De man sprak sinds ruim anderhalf jaar voor het overlijden regelmatig met de arts over euthanasie. Tijdens deze gesprekken gaf de man aan dat hij graag euthanasie wilde als zijn lijden ondraaglijk zou worden. De arts heeft vervolgens een onafhankelijk psychiater geraadpleegd om de wilsbekwaamheid van de man te beoordelen. Deze psychiater concludeerde dat er bij de man geen sprake was van een psychiatrische stoornis, met name geen depressie. Hij achtte de man wilsbekwaam terzake. Op verzoek van de man en ter zijn geruststelling raadpleegde de arts elf maanden voor het overlijden als consulent een onafhankelijke SCEN-arts.
Hij concludeerde dat de man nog geen concreet verzoek had en er nog geen sprake was van ondraaglijk lijden. De vragen van de man leken volgens de consulent eerder voort te komen uit een zekere eenzaamheidsproblematiek. Vervolgens heeft de arts getracht de ongemakken van de man te verminderen en zijn zelfredzaamheid te verbeteren. In de laatste weken voor het overlijden verslechterde de situatie van de man. Ongeveer anderhalve maand voor het overlijden verzocht hij om daadwerkelijke uitvoering van de levensbeëindiging. Volgens de arts was er sprake van een vrijwillig en weloverwogen verzoek. Zij was er voorts, door de vele gesprekken met de man en de toename van zijn beperkingen, van overtuigd geraakt dat het lijden voor de man ondraaglijk en naar heersend medisch inzicht uitzichtloos was geworden. Er waren geen voor de man aanvaardbare mogelijkheden meer om het lijden te verlichten.
Verder kon uit de stukken worden afgeleid dat de arts de man voldoende hadden voorgelicht over de situatie waarin hij zich bevond en zijn vooruitzichten. De arts raadpleegde de consulent die de man eerder bezocht opnieuw. Hij bezocht de man twee weken voor het overlijden en hij kwam tot de conclusie dat inmiddels wel aan de zorgvuldigheidseisen werd voldaan.
De arts voerde de euthanasie uit met de middelen, in de hoeveelheid en op de wijze als aanbevolen in de KNMG/KNMP Richtlijn Uitvoering euthanasie en hulp bij zelfdoding van augustus 2012.

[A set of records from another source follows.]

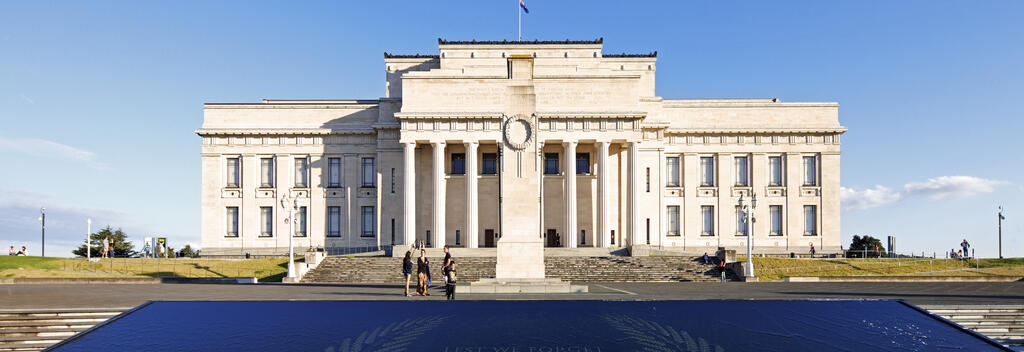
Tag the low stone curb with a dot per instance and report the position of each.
(38, 280)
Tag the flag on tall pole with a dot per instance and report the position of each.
(524, 9)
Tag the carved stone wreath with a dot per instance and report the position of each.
(518, 132)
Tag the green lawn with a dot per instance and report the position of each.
(769, 269)
(267, 269)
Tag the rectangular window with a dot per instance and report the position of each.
(233, 172)
(266, 225)
(648, 180)
(489, 164)
(741, 229)
(775, 170)
(673, 216)
(266, 172)
(810, 220)
(810, 171)
(300, 222)
(334, 172)
(369, 172)
(742, 173)
(301, 172)
(708, 215)
(368, 222)
(551, 164)
(583, 164)
(232, 222)
(458, 164)
(672, 172)
(333, 221)
(708, 171)
(776, 220)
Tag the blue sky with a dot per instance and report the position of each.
(98, 99)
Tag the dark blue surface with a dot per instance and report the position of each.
(528, 326)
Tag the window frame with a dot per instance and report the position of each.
(773, 222)
(266, 166)
(331, 172)
(266, 221)
(232, 222)
(461, 158)
(552, 160)
(369, 176)
(706, 163)
(237, 174)
(334, 213)
(366, 231)
(708, 221)
(301, 177)
(672, 175)
(670, 218)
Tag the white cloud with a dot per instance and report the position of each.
(43, 147)
(952, 187)
(867, 199)
(936, 188)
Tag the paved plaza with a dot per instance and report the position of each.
(113, 295)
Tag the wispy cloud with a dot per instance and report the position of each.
(867, 199)
(936, 188)
(43, 147)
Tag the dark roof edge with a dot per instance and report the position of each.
(441, 41)
(649, 54)
(390, 55)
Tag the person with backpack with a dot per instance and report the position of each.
(407, 269)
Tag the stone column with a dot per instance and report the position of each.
(409, 190)
(634, 191)
(602, 195)
(571, 233)
(438, 223)
(472, 207)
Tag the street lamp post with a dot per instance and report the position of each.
(43, 219)
(88, 238)
(290, 207)
(749, 213)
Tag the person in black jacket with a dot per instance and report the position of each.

Een stapeling van ouderdomsaandoeningen kan de oorzaak zijn van uitzichtloos en ondraaglijk lijden. Het lijden van de patiënt moet zijn oorzaak vinden in een medische aandoening, die zowel somatisch als psychiatrisch van aard kan zijn. Het hoeft het niet te gaan om één overheersend medisch probleem. Het lijden van de patiënt kan ook het gevolg zijn van een stapeling van grotere en kleinere gezondheidsproblemen. De optelsom van medische problemen kan, in samenhang met de ziektegeschiedenis, de biografie, de persoonlijkheid, het waardepatroon en de draagkracht van de patiënt, een lijden doen ontstaan dat voor de patiënt ondraaglijk is.
De commissie kwam tot het oordeel dat de arts gehandeld heeft overeenkomstig de zorgvuldigheidseisen.